Beginning this weekend, phones will be ringing across the Manhattan-Ogden School District, as a comprehensive survey of patron opinion will begin.
According to a press release from the district Friday, USD 383 officials said the survey of 400 households will provide insight into what residents think about the district’s strengths, challenges, and priorities. The survey, which the district says will take approximately 10 to 15 minutes, will touch on a wide variety of topics, and will include “pick one”-type questions, along with opportunities for residents to share their comments.
“This survey will give us an outstanding opportunity to hear from a cross-section of our patrons, their opinions about our performance, and what our priorities should be for the future,” said Eric Reid, Assistant Superintendent. “We’ll hear from all geographic parts of the district, people of all different ages, and everyone from newcomers to long-term residents.”

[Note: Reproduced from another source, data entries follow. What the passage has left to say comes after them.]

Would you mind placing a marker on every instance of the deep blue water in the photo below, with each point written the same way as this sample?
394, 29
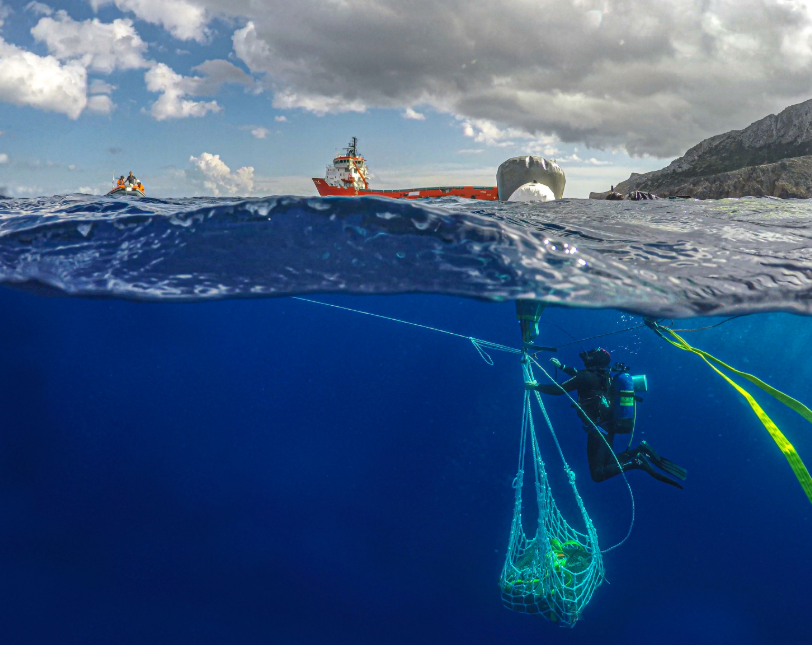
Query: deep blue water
271, 471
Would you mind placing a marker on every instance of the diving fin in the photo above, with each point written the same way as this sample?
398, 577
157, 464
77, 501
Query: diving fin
663, 464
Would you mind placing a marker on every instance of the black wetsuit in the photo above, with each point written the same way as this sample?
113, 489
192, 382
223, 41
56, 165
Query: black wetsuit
592, 386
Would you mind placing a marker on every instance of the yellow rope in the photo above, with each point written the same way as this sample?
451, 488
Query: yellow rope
781, 441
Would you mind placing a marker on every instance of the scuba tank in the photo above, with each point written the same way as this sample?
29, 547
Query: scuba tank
623, 401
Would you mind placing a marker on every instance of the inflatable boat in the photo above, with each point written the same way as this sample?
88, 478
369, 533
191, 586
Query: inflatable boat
126, 191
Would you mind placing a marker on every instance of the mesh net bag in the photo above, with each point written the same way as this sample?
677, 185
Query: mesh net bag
555, 572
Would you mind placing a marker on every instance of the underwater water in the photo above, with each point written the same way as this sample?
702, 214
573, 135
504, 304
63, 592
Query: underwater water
184, 459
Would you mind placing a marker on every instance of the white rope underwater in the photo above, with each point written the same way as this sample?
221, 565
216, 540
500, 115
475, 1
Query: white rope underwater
480, 346
478, 343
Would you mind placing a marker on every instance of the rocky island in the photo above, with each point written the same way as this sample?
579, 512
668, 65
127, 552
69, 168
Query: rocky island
771, 157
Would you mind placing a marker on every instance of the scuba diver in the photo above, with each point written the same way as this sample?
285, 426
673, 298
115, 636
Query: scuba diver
594, 386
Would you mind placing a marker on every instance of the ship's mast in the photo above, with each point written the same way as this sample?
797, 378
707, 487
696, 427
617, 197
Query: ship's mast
352, 149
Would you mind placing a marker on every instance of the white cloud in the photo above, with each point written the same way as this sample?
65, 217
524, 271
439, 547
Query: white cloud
184, 19
38, 8
489, 133
41, 81
409, 113
651, 76
103, 47
101, 104
319, 105
212, 174
97, 86
216, 73
173, 88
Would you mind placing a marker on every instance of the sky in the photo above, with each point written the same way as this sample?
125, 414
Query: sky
239, 97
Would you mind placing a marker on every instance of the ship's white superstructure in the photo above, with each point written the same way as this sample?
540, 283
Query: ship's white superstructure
348, 170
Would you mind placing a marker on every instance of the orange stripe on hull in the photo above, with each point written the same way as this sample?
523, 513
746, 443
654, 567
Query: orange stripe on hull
471, 192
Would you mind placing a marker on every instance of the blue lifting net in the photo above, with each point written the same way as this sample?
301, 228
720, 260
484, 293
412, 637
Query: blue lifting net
554, 572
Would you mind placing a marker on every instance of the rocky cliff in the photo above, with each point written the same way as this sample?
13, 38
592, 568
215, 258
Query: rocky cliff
772, 156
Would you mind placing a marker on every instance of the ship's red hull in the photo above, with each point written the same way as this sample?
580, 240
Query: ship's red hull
471, 192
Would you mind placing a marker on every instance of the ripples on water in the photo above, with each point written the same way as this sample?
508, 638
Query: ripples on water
664, 258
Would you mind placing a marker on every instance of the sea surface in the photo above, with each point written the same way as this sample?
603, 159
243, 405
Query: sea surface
191, 454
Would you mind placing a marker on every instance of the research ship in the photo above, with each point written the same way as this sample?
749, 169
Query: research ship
348, 177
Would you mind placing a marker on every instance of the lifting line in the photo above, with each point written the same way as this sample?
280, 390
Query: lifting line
795, 462
480, 346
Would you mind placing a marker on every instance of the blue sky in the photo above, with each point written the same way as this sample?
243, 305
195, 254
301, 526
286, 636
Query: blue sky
213, 97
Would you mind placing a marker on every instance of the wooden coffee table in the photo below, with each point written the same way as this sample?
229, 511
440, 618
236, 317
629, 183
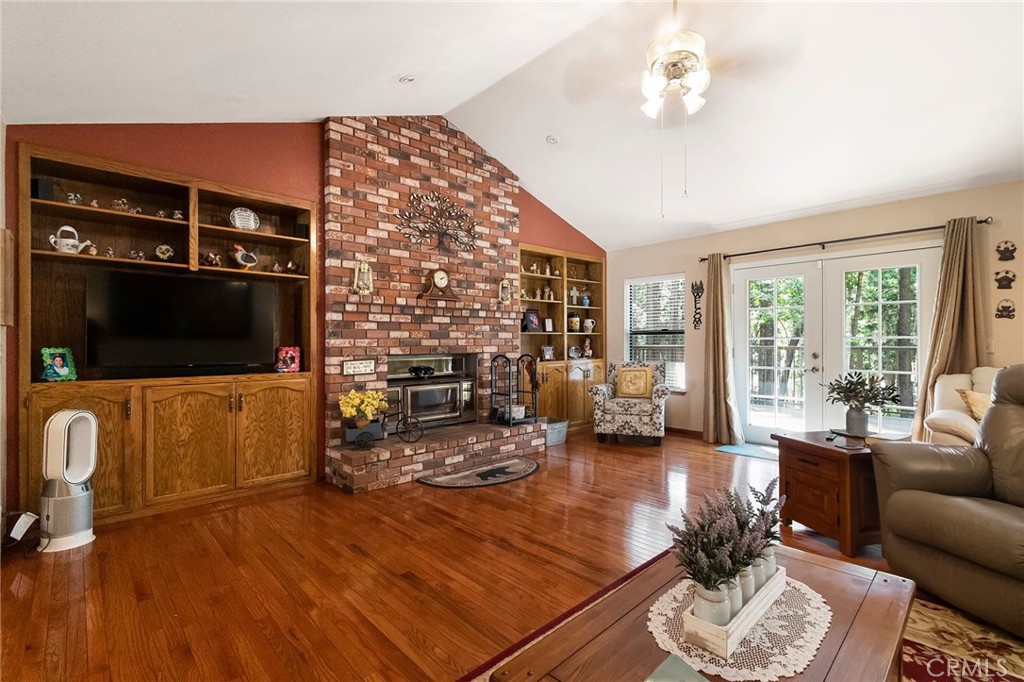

The survey was designed by Patron Insight, Inc., a Kansas City-based market research organization that has worked with school districts across the Midwest on similar research since 1992. The calling will be done by Kansas City-based Market Research Associates, a firm that uses only locally based, professional researchers. Participants will be selected totally at random, and all responses will be kept completely confidential.
In general, calls will be placed between 7 and 9 p.m. on weekdays, and noon to 6 p.m. on Saturdays. While there may be some variation on those times, no calls will take place during the traditional dinner hour. The caller ID may show “Market Research Associates” or it may simply show an 816 or 913 area code, because the company uses calling facilities in both Missouri and Kansas.
For those who are not contacted at random on the phone, an online version of the survey will be available on the district’s website during the week of April 16 .
The survey process will take about two weeks to complete, and the district is asking patrons to listen for their phones to ring.
“We really want to hear from you,” said Reid. “So, if you get a phone call on this survey, please participate, and please let us know what you think.”